Citizens of a Wild Kingdom

Our church recently spent a month with Job.  The book of Job is, of course, famous for its treatment of the problem of evil and God’s justice in the face of unmerited human suffering.  We are drawn to the book of Job for a variety of reasons.  It is a masterpiece of literature, certainly, but I think the story also probes some of our deepest hopes and fears as limited human beings who rarely see or know as much—about suffering or anything else—as we might like.

The story is familiar enough: Satan accuses Job of loving God for what he can get out of the deal (material blessing, in this case) and God allows Job to suffer immensely to test this theory.  The bulk of the book consists of a series of dialogues between Job and three “friends” who rehearse variations of a familiar approach to suffering: suffering is the result/consequence of sin.  Much of the book orbits around the idea that there is a one-to-one correspondence between human (mis)deeds and suffering.

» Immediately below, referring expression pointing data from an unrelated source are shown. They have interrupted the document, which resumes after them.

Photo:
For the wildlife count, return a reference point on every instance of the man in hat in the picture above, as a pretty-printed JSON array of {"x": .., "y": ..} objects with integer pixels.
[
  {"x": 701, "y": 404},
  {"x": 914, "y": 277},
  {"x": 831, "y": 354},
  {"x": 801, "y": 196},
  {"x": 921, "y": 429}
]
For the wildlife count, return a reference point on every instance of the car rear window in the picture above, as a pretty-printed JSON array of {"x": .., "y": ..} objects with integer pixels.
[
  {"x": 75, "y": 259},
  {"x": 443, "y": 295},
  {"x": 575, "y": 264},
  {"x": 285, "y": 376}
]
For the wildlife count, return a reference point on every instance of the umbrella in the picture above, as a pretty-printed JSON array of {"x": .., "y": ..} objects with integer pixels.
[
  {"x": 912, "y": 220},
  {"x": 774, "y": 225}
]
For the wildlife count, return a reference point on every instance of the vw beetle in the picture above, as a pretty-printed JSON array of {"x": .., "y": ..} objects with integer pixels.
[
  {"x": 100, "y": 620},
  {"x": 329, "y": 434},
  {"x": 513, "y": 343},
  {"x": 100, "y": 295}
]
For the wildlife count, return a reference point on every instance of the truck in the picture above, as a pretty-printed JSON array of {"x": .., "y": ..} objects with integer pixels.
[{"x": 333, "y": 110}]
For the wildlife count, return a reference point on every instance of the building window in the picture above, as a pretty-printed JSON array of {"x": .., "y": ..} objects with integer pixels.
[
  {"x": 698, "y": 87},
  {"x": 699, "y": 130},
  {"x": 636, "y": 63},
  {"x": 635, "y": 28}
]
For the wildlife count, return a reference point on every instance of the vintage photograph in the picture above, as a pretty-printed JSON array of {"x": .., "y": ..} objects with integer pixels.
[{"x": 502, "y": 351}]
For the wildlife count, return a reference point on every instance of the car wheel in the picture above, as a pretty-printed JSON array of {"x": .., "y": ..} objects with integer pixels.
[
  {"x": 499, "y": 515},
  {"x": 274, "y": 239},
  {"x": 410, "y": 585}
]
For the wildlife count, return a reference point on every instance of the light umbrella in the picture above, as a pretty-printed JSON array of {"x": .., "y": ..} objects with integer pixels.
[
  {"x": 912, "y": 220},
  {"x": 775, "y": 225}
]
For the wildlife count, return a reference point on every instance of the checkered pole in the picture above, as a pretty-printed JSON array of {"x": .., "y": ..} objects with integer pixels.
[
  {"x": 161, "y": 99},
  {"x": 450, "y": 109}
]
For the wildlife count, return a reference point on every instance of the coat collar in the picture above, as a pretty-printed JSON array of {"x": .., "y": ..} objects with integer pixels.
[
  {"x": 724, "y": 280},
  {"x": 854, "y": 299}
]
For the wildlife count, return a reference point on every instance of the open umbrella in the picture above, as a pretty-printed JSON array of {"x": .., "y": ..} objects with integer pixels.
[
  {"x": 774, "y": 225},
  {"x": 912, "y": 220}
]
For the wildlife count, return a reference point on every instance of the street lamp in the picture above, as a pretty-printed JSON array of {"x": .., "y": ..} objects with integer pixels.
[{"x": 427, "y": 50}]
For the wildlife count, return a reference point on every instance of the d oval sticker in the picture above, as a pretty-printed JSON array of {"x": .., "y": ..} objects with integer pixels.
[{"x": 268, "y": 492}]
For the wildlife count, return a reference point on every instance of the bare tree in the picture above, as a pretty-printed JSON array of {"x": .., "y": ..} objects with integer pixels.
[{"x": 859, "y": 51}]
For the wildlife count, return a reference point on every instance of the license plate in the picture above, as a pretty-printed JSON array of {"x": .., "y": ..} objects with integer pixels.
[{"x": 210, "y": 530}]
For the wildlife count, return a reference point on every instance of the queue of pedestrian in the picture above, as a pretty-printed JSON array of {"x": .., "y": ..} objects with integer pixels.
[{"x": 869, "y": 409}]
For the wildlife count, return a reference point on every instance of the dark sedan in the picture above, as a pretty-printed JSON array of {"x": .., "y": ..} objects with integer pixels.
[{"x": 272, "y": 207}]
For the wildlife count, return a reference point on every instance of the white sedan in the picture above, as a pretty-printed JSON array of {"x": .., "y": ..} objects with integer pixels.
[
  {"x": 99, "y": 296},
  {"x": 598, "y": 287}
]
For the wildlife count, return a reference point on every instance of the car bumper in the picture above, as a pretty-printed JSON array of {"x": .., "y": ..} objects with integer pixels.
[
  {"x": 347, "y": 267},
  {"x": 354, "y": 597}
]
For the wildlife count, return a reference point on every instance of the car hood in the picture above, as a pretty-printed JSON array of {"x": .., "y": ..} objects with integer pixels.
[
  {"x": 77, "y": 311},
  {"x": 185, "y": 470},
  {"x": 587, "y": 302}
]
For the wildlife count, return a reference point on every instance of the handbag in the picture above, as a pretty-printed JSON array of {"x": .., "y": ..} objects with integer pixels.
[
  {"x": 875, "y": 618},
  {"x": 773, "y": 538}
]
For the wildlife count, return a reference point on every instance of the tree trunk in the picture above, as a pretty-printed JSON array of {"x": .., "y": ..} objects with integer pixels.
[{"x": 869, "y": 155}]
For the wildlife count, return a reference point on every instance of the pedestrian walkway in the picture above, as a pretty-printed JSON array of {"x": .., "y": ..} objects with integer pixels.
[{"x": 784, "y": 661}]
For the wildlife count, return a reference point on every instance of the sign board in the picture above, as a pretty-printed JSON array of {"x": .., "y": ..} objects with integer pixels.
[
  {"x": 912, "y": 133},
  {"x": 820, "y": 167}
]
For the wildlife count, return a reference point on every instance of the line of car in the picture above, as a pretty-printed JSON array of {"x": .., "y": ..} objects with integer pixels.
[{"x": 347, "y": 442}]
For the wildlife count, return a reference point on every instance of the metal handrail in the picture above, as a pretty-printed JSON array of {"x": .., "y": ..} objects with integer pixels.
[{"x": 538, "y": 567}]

As I reread this book, it strikes me that there are rare glimpses that even Job’s friends do not or cannot consistently understand suffering exclusively in these terms.  Job 5:6-7, for example, says this:

For misery does not come from the earth, nor does trouble sprout from the earth; but human beings are born to trouble just as sparks fly upward.

On one level, this passage seems to be a contradiction.  “Misery doesn’t just come out of nowhere,” it seems to say; yet we are “born to trouble”—it comes to us as naturally as sparks flying upward.  Is it possible that even Job’s misguided friend implicitly realizes that the one-to-one explanations of suffering and sin cannot always apply?  To be sure, there are many verses before and after this passage that suggest otherwise, but the statement is an interesting one, tucked away amidst a carefully preserved and articulated view of a “vending machine God,” from whom you always and only get what you put in.

Themes from the book of Job also make an appearance in an essay called “Wild Roses” by Peter Short in an anthology of Canadian religious writing called Northern Lights.  The title and content of Short’s essay comes from W.O. Mitchell’s Roses are Difficult Here.  Just as roses are difficult to grow in the harsh northern climate of Canada, so goodness, kindness, grace, and faithfulness are difficult in a world full of unexplained suffering.  Short expresses this beautifully and poignantly in his discussion of the experience of the absence of God:

It’s not the presence of problems or the presence of stress that makes roses difficult here.  It’s not the presence of anything.  It’s an absence.  It’s an abandoned and boarded up heaven.  It’s the silence of God and the aloneness in facing the world that makes roses so unlikely…

At the same time we know that the absence, for all its dread, is not new.  Our people have seen this before.  It is recorded in our ancient stories.  It’s no use to be condemning the modern world.  Not use launching into a diatribe against technology or an indictment of consumer culture or a tirade against Sunday shopping.  The absence of God is not caused by those things.  The absence of God is as old as the hills.  Older.  The Book of Job knows all about it… his biggest problem, the one he rails and rages and rebels against, is the absence…

We are, most of the time, children of a dreadful absence.  We are citizens of a wild kingdom, a kingdom we may belong to but which never belongs to us.

In this wild kingdom, roses are difficult.  In this wild kingdom, we are born to trouble as surely as sparks fly upward.  But it is in this wild kingdom that God has placed us, and it is in this wild kingdom that we are to work out our faith with fear and trembling (Phil. 2:12)—sometimes literally!  And it is in this wild kingdom that we hope and we love and we follow and we wait for our experience of the absence of God to be dispelled by his glorious and unambiguous presence.  Short’s essay beautifully concludes thus:

But mark this.  One day God will appear.  Like that ragged figure Flannery O’Connor describes, the one that moves from tree to tree in the back of the mind.  Or like the glory appearing over a distant hill.  Or like a morsel of bread dipped in a cup.  Or like a rose blooming amid the cold of winter when half-spent is the night.

Then you will know why you kept the faith—or more truthfully, why the faith kept you.  On that day when the wild and holy one appears you can say, “Glory, I’ve been watching for you and waiting.  I’ve been hoping you’d come.  Roses are difficult here.